Pero a pesar de reflejar con punzante precisión los dolorosos efectos del fenómeno, Gentefied no es una producción lacrimógena ni lastimera. Gran parte de su ingenio radica en que sabe oscilar con idéntica consistencia entre el drama y la comedia.
Las reacciones de Pop (interpretado por el siempre versátil Joaquín Cosío), así como las de los clientes, ante la gradual transformación de la taquería son, por ejemplo, un efectivo contrapunto a la conmovedora situación que plantea la serie. Lo mismo sucede con la constante reafirmación de su mexicanidad que el “coconut” (brown on the outside, white on the inside) Chris se ve obligado a hacer a lo largo del programa. Un proceso que encuentra su punto cumbre en el irrisorio examen sobre identidad mexicana que sus compañeros del restaurante le fuerzan a pasar.
Ese adecuado uso del humor se ve reforzado además por la deliberada decisión de sus directores de no recurrir al recurso fácil de los estereotipos con los que Hollywood suele representar a los latinos: la violencia de las pandillas, el narcotráfico, el crimen.
Lejos de eso, sus protagonistas, provenientes de un elenco plurinacional e inclusivo, son personajes inteligentemente creados: esforzados migrantes y sus descendientes, de primera y segunda generación, divididos de manera permanente entre los valores y tradiciones de la cultura que dejaron atrás y aquellos de una sociedad de acogida que no termina de asimilarlos. Trabajadores situados siempre ante la disyuntiva de no ser ni suficientemente latinos ni suficientemente estadounidenses. Hombres y mujeres empujados a situaciones extremas donde muchas veces se ven obligados a decidir entre sus propios sueños y afectos o los fuertes lazos que los unen a su comunidad.
Y que, a pesar de todas las vicisitudes continúan luchando y resistiendo, trabajando y esforzándose por sobresalir en sus respectivos campos: ya sea obtener una estrella Michelin, laborar en Stanford o exponer su arte en las grandes galerías del país.

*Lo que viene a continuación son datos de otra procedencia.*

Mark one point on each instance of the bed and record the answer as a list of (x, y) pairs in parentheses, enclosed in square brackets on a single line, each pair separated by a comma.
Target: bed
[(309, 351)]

Lemus y Chávez, descendientes ellos mismos de inmigrantes latinos en Estados Unidos crean de esa manera con Gentified un sentido homenaje en spanglish a sus raíces, su herencia y su historia. A una identidad, al fin y al cabo, que está en constante cambio y que, en muchos casos, como en Boyle Heights, corre el riesgo de ser desplazada por el implacable paso de la gentrificación.